Bastantes años después, la febril búsqueda se traslada al recién descubierto Nuevo Mundo. El explorador español Juan Ponce de León, descubridor de la península de la Florida derrocha tiempo, dinero y entusiasmo en su intento de encontrar la Fuente de la Eterna Juventud, supuestamente un maravilloso manantial que a quienes sus aguas bebían o en ellas se bañaban, le era otorgado instantáneamente el don de la inmortalidad.
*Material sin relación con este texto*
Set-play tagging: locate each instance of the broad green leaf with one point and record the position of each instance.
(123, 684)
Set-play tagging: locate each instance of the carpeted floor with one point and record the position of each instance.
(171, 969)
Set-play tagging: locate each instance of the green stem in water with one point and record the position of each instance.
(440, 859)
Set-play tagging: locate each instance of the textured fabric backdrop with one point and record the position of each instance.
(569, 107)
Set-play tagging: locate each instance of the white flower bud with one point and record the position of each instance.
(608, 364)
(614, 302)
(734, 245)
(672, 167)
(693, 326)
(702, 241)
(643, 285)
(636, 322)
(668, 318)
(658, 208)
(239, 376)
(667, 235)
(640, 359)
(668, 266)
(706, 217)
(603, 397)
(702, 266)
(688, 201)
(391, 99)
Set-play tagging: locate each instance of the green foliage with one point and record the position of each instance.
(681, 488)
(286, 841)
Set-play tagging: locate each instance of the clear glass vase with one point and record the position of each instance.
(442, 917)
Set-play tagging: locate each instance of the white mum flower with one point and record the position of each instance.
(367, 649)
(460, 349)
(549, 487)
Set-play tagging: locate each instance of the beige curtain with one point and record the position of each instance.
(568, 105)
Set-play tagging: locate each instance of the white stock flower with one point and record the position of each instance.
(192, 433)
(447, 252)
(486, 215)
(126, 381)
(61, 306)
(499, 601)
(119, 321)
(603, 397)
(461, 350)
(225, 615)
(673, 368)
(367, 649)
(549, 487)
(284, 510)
Pero no faltan quienes imaginan que los astutos indígenas propalaban entre los conquistadores rumores como el de dicha fuente o el mítico Eldorado, la ciudad cubierta de oro, para alejar a las milicias española de sus poblados y lograr que los soldados se perdieran o murieran en aquellas inmensas selvas.
El sueño comienza a tomar cuerpo cuando, allá por los años 30 del pasado siglo, se empieza a hablar de los telómeros, misteriosos relojes genéticos que se hallan en los extremos del cromosoma, compuestos por miles de nucleótidos cuya longitud va acortándose a medida que nuestra edad aumenta y finiquitan nuestra vida cuando su tamaño se minimiza. No es fácil manejarlos, y las investigaciones continúan mientras los científicos señalan a otros culpables, tales como los radicales libres que virtualmente nos oxidan como si fuéramos los viejos cascos de hierro de un pecio hundido en el fondo del mar, matarile. Otros nos recomiendan hormonas tales como la melatonina, la cual no carece de posibles efectos adversos.
Tan adversos como las famélicas formas de alimentación que algunos investigadores nos proponen. Vamos, que la única forma de alargar nuestra vida sería convirtiéndola en una constante hambruna con dietas hipocalóricas que logran mantener a ratones hambrientos duplicando casi su esperanza de vida y a individuos con menos de 1.000 kilocalorías diarias cuyo lema podría ser “y para qué vivir tanto viviendo tan mal”.
Pero esta vez parece que va en serio. Y que estamos cerca. Yo he escuchado a algún investigador que, en la total seguridad de que sus hipótesis no pertenecían a la ciencia ficción dijo: “Quizá los niños que están naciendo ahora nunca lleguen a morir”. La meta de tener la inmortalidad en nuestras manos, ¿supondrá alcanzar un sueño… o una pesadilla? Otro día hablaremos de ello. Hasta entonces paciencia, viejitos míos.
Abelardo Hernández
Ilustración: La Fuente de la Eterna Juventud, pintada por Lucas Cranach.